What were Sister White’s true feelings about the spiritual history of the post- 1888 leadership? We insist that her evaluation of the situation is far more accurate than anyone’s opinions who did not have the gift of prophecy as she did. Bear in mind that the critical issue under discussion is the Lord’s call to denominational repentance (“Be zealous therefore, and repent,” Revelation 3:19). Is that call to repentance echoed in our 1888 history and does it vitally affect our preparation for the Latter Rain and Loud Cry? Another unpublished document that came into our possession years ago is the original unedited transcript of Ellen G. White’s remarks made in the Battle Creek College Library on April 1, 1901, at 2:30 p.m. which presents clear-cut evidence:

When we see that message after message that God has given, has been taken and accepted, but no change—just the same as it was before, then we know that there is new blood must be brought into the regular lines. . . . Not that anyone means to be wrong, or to do wrong; but the principle is wrong, and the principles have become so mixed and so foreign from what God’s principles are, and the message has been going constantly in regard to principles, sacred, holy, elevated, ennobling, in every institution, in the publishing house and in all the interest of the General Conference—everything that concerns the handling of the work, it requires minds that are worked by the Holy Spirit of God. … There should be a renovation without any delay. . . . This thing has been acted and reacted for the last fifteen years or more, and God calls for a change. … Our standstill has got to come to an end; but yet every Conference, it is woven after the very same pattern. … Enough has been said; enough has been said over and over and over again, but it does not make any difference; they go right on just the same, professedly accepting it, but they do not make any change. Well, now, that is what burdens me; that is what burdens me. … “You have lost your first love,” you have lost it.

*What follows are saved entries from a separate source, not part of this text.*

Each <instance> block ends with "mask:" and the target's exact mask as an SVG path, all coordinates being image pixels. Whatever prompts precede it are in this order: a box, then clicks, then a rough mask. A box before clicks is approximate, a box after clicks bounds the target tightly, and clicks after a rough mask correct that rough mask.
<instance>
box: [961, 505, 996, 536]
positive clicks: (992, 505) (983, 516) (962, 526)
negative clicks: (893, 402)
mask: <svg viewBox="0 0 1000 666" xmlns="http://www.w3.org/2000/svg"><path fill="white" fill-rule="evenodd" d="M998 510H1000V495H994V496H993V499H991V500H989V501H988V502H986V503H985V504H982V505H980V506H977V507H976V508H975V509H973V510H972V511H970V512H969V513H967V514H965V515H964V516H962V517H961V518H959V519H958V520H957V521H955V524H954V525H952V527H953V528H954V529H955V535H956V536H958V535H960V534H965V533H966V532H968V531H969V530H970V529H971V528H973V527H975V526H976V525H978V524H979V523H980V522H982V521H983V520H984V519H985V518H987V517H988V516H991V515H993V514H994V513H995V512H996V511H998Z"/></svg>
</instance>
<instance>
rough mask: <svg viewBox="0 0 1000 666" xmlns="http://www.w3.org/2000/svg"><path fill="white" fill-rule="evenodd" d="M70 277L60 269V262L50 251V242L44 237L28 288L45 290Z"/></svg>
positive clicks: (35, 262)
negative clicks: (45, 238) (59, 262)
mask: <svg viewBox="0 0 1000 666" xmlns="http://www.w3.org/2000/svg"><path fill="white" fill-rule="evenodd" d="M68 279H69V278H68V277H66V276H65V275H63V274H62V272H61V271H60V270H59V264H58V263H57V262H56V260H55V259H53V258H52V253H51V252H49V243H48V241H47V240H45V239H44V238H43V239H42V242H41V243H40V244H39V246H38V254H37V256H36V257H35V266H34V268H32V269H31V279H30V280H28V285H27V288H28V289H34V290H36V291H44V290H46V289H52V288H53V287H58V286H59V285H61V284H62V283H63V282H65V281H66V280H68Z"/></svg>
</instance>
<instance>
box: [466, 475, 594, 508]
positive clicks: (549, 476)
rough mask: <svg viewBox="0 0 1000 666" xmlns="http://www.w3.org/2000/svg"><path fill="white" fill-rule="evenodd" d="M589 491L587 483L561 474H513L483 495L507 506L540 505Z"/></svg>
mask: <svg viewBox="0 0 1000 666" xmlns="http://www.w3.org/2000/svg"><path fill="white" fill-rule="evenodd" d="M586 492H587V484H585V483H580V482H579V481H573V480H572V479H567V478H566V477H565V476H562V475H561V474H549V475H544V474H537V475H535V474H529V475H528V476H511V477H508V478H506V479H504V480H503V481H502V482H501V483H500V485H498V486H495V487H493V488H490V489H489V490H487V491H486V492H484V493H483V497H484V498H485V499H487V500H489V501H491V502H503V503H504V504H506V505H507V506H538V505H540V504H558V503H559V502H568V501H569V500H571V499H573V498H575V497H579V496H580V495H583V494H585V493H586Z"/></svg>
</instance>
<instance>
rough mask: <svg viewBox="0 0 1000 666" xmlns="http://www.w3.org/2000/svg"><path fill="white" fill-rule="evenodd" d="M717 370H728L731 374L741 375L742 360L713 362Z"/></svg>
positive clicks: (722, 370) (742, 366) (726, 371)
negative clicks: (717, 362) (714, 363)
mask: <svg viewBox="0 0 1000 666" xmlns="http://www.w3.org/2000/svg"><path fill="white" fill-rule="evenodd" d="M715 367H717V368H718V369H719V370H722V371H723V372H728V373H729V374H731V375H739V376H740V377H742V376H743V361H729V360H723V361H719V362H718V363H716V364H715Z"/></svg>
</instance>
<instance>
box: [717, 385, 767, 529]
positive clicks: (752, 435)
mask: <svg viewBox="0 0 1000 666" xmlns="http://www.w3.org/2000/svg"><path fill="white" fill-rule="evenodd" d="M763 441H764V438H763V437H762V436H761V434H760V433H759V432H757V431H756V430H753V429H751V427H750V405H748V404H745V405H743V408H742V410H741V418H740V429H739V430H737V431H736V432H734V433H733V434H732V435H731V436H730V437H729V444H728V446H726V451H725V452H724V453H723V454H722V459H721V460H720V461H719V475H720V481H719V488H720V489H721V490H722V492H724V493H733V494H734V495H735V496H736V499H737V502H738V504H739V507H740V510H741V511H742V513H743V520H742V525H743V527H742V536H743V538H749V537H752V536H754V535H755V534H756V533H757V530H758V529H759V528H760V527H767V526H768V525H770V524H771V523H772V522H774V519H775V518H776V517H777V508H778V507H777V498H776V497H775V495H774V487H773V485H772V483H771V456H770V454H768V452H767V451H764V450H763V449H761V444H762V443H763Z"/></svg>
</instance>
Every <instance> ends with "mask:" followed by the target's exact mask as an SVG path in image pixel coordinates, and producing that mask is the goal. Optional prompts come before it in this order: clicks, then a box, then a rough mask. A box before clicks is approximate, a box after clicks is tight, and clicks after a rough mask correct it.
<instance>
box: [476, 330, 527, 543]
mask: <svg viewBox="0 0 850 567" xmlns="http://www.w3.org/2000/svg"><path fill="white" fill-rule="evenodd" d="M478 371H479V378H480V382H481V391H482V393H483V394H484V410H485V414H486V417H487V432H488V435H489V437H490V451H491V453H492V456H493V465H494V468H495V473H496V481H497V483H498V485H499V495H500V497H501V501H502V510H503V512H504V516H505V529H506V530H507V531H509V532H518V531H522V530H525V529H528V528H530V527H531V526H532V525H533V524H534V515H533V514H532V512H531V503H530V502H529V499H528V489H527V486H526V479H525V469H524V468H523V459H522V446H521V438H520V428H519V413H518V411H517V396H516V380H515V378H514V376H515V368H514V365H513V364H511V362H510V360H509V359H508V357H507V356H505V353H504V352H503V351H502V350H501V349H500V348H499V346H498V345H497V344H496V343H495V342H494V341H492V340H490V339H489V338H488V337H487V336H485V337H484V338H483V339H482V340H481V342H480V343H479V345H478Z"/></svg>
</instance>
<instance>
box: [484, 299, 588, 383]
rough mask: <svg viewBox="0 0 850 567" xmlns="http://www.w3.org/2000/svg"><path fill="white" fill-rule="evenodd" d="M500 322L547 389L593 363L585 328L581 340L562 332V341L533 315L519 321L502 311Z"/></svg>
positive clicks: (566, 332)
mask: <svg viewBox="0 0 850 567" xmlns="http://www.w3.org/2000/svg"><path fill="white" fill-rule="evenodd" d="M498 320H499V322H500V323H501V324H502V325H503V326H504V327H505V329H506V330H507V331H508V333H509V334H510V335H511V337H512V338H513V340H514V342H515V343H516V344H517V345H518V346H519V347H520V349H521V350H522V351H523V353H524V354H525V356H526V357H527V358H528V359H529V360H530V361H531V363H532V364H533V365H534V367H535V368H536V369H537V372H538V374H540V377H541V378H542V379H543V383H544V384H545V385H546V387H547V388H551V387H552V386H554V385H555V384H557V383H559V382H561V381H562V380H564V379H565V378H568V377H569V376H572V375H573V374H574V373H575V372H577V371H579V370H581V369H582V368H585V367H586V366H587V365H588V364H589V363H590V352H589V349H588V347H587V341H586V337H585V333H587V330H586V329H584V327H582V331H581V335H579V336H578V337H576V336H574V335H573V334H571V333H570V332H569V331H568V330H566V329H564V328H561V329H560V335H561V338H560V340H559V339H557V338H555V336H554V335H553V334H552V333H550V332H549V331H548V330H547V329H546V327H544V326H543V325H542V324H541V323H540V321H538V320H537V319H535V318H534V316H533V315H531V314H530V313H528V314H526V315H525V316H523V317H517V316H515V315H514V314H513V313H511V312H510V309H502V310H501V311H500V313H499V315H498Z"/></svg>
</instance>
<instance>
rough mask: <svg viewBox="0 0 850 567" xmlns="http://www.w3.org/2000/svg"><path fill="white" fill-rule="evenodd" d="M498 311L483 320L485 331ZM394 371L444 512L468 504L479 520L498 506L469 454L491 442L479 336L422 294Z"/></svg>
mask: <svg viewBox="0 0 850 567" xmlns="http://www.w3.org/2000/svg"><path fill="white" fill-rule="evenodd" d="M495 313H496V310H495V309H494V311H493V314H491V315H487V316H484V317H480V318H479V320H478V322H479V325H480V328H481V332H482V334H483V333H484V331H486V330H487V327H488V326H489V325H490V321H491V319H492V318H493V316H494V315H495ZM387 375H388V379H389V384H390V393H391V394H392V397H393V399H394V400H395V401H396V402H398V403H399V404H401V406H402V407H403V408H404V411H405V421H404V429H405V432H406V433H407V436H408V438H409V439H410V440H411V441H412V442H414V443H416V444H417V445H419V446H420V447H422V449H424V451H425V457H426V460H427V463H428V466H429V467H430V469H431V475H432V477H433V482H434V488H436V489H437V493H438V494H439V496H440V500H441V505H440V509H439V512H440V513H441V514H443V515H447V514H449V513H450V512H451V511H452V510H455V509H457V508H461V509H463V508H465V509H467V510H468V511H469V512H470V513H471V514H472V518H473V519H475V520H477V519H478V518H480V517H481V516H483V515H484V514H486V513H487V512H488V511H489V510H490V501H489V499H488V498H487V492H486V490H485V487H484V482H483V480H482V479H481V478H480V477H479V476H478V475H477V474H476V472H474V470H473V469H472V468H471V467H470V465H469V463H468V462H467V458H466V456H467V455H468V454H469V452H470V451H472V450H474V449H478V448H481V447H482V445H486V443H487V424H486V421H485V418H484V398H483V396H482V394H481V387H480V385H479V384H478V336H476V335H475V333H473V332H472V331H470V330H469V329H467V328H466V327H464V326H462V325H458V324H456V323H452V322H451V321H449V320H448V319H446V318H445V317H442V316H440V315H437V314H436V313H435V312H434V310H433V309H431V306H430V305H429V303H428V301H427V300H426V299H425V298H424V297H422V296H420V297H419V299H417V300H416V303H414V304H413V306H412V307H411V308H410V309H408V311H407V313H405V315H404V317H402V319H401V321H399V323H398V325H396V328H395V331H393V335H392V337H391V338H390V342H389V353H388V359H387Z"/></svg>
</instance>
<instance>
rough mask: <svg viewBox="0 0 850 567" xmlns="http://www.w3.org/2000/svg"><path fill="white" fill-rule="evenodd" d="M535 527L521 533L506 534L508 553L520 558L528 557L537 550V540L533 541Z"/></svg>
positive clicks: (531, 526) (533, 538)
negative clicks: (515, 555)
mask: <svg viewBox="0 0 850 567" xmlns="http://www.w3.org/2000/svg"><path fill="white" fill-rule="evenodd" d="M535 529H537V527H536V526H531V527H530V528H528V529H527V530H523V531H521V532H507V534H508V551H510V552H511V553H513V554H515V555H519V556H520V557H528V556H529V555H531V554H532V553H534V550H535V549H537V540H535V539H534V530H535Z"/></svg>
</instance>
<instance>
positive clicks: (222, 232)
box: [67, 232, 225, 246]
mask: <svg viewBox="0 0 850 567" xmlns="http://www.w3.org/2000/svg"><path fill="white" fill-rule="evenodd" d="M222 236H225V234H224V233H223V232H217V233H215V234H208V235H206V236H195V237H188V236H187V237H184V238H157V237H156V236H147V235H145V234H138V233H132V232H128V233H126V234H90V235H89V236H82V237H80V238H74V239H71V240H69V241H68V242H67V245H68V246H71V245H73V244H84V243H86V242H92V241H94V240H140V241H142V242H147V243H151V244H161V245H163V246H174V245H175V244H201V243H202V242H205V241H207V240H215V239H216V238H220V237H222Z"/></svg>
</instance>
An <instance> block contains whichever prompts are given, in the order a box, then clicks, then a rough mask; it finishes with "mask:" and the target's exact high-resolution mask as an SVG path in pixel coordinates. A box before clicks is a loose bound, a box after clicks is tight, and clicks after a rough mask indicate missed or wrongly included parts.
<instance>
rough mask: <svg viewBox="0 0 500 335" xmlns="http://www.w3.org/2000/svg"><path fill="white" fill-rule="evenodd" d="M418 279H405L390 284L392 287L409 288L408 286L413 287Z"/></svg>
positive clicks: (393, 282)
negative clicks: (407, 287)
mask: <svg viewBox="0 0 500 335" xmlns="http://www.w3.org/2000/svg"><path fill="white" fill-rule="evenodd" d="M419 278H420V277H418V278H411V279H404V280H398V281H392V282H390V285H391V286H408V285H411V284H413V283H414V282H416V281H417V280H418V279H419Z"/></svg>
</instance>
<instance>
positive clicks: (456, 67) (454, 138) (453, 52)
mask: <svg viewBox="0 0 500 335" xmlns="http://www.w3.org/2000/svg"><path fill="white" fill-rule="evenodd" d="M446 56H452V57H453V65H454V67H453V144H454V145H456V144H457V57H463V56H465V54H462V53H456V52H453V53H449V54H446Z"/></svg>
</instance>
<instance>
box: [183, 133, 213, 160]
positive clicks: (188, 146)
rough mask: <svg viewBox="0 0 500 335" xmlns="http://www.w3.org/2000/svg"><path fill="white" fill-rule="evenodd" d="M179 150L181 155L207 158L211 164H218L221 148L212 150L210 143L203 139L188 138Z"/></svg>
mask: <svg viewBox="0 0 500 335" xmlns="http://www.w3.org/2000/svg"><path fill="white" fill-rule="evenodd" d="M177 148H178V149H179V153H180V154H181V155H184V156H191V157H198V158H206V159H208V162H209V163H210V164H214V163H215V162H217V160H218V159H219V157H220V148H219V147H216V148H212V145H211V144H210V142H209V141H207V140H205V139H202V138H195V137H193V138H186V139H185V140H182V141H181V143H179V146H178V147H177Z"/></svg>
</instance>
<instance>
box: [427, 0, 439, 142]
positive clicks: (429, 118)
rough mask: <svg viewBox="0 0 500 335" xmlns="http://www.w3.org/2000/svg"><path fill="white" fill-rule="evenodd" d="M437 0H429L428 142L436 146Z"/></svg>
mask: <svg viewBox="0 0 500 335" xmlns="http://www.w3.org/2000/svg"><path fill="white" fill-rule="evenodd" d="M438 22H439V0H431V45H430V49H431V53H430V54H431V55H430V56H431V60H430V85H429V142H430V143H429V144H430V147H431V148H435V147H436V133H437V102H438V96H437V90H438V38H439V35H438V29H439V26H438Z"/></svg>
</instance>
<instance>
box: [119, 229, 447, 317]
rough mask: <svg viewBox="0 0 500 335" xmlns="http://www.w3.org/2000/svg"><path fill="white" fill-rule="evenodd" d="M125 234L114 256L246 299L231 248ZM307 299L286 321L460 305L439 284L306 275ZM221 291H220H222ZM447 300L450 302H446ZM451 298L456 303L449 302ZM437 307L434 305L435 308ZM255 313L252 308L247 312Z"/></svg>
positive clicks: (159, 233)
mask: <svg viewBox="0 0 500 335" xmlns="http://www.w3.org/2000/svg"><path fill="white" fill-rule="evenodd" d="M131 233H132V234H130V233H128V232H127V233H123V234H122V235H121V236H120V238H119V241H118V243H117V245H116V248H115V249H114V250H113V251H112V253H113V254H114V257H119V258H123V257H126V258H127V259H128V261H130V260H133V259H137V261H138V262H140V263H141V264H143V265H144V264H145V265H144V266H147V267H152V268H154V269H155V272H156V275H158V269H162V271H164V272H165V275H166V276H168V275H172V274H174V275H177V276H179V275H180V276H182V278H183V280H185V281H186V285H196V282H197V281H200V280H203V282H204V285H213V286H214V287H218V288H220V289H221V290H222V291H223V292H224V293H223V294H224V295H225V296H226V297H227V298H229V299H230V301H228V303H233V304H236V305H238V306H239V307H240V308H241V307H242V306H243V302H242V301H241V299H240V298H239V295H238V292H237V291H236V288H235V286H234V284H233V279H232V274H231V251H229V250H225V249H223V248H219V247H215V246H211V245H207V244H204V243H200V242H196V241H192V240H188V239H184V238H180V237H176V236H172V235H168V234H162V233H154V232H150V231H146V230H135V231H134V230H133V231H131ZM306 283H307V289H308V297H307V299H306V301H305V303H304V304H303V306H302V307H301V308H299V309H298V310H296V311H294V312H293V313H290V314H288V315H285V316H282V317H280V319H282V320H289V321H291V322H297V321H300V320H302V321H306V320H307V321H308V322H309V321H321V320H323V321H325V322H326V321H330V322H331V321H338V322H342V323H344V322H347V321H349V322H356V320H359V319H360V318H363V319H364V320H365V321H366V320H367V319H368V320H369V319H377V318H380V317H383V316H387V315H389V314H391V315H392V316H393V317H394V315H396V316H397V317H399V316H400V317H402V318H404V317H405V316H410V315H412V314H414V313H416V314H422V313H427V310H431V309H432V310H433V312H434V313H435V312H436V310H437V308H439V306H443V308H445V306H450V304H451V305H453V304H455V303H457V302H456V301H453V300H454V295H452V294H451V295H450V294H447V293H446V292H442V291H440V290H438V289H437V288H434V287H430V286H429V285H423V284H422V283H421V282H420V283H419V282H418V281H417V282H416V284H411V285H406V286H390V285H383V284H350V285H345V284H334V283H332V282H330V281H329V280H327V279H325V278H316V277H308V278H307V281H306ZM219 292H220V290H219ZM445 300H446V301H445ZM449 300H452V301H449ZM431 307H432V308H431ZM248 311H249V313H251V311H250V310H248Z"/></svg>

If we were asked, “Did the post-1888 leadership ‘professedly accept’ the 1888 message? “ we would have to answer “yes.” But “professedly accepting it” and “not making any change” will never finish God’s work, even in a thousand years. It is this “professedly accepting it” which has confused certain sincere denominational historians into assuming that such lip service meant heart- acceptance. Isn’t it time now to consider the truth?